Salty Dogs: Stage vets Peter Eberhardt (left) and Nick Hovick anchor a rocky production of An Enemy of the People.
Iffy Ibsen
Staff Players take on An Enemy of the People.
Thursday, March 11, 2010
The Norwegian Henrik Ibsen is considered a forefather of modern theater – specifically, “problem plays” that address moral, social or political issues – whose lineage reaches all the way to today’s modern plays, which have tackled homophobia, war and racism. When Ibsen put pen to paper, out came fiery tracts of argument and critique, especially against Victorian morality and norms – also the target in Ibsen’s 1882 play, An Enemy of the People.
It tells the story of Dr. Thomas Stockmann (director Nick Hovick), a doctor in an unnamed town who is the medical officer of the newly built recuperative baths. It’s been a major project of civic pride and economic promise, but the doctor receives lab results that show the waters are poisoned with bacteria. Thom, Ibsen’s personification of logic and liberalism, proposes repairing it, but that idea doesn’t sit well with his brother Peter (Peter Eberhardt), the mayor, who embodies Ibsen’s notion of petty civic power and greed – it would mar the town’s reputation for its healthful waters, cost too much, and delay everyone’s payoff. (“Other towns will divert the stream of invalids,” he says.)
The brothers square off in an ideological battle in which they each try to rally allies like the town’s newspaper editor, the head of the homeowners association, family and other citizenry. It’s a public battle, between truth and lie, freethinkers and propagandists, the stewardship of the public health and the prosperity of the elite. Ideally, the former should win out in a just society. But look around. Is that the society we live in? Kudos to Staff Players Repertory for picking a play that’s still relevant.
In Thom, Ibsen propounds his belief that freethinkers, using empirical knowledge, should steer the masses of society, and usurp establishment authorities. Not easy when opposition arises from all quarters. When Thom’s wife, Katherine, asks him to consider the financial consequences to their family if he loses his job, Thom calls it “financial slavery.”
Last year about this time, Staff Players put on Clifford Odets’ Waiting for Lefty, a problem play that’s also political in nature. But compared to the rousing Waiting for Lefty – which opened with characters in costume singing protest folk songs, and ended with shouts to strike – last Saturday’s production of An Enemy of the People seemed unfocused. Its opening was delayed one week, but the production still came off as premature, despite the fact that the performance was the fifth in its run.

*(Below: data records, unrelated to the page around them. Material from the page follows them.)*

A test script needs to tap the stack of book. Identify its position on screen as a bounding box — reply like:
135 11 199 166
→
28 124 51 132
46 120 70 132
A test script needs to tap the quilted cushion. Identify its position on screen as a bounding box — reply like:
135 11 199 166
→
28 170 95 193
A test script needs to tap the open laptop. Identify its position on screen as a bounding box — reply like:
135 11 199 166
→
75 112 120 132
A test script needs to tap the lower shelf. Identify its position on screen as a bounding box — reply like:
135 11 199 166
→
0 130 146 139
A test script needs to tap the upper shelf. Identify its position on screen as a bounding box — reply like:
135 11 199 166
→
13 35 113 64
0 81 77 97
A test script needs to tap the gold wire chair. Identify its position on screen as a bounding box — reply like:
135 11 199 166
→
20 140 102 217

Early on, local stage pro Eberhardt lost his way on his lines, but made a quick recovery and was polished for the duration. John Affinito as the printer Mr. Olafsen was vigorous and confident, as was Fred Herro as Morten Kiil, Thom’s father-in-law, and, mostly, veteran Hovick. In this production, the editor of the newspaper is played by Mary Pommerich, but her performance is stilted in the substantial role; she has command of her lines, but not of the rhythm or emotions that go with them.

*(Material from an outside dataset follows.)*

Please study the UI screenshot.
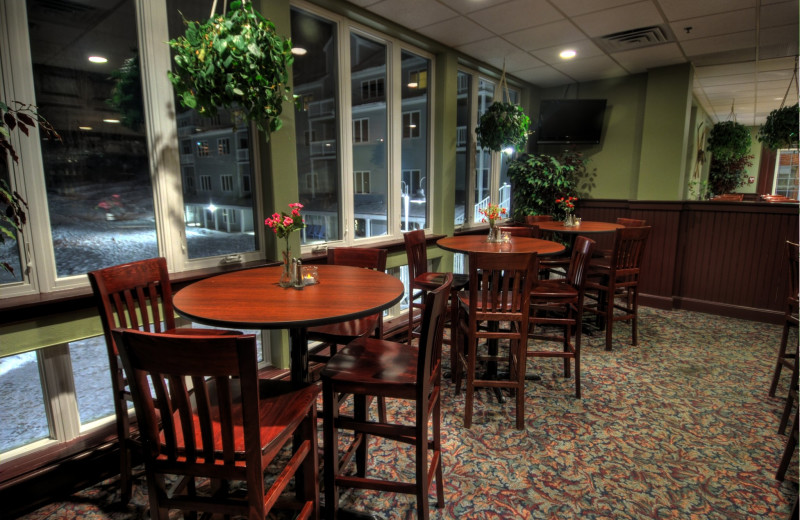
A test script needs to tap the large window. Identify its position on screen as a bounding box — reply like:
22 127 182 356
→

Sound effects helped. Except when they didn’t. In a scene that takes place at the printer’s, when a door to the printing press is opened, the industrial whir of the machine is heard. Door closes – it stops. It suggested, in the theater of the mind, another room, until the sound fell out of synch with the opening and closing of the door. Then it just became a magic trick revealed.

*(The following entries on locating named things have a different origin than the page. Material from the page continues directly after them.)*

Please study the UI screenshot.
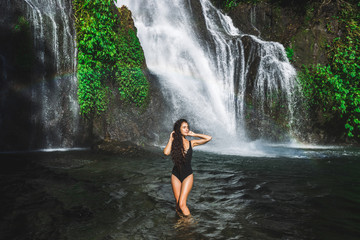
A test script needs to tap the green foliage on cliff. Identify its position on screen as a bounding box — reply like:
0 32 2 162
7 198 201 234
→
73 0 149 116
300 3 360 138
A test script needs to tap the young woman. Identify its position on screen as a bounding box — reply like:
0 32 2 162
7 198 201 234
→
164 119 211 216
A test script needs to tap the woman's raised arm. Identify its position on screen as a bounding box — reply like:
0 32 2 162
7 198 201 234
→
188 131 212 147
164 131 174 155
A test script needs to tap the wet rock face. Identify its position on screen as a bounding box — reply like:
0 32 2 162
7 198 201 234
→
93 70 168 145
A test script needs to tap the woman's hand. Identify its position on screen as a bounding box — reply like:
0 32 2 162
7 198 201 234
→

The music track that opens the play and accompanies the set changes come from the Moog synthesizers of Stanley Kubrick’s A Clockwork Orange. Sonically and thematically, it’s an odd juxtaposition, and one time it rose up on top of an actress’ lines, then abruptly cut off so she could finish. But it was a blessing to have the music during the set changes, which were slow and cumbersome.
The backdrops of the set were simple – if not simple to rearrange – including a clever set piece that suggested a dining room by showing a sliver of a crowded dinner table. Staff Players made the most of their compact stage by resorting to Expressionistic constructs, like The Cabinet of Dr. Caligari. But the lack of door handles on the doors caused a bit of fumbling that door handles would have fixed.
A smaller budget doesn’t have to handicap the artistry or merit of a work. Kathryn Bigelow and her film Hurt Locker proved that last Sunday. For some, the technical glitches and the acting hiccups may interfere with their immersion in this story of the political machinations of power. But one can focus, instead, on Ibsen’s words – fervent proclamations and unwieldy summations of challenging ideas – rather than on the delivery of those words. Or, director Nick Hovick can get hold of the reigns of this production and do what Staff Players did last year with Waiting for Lefty – deliver a production that has more energy than budget.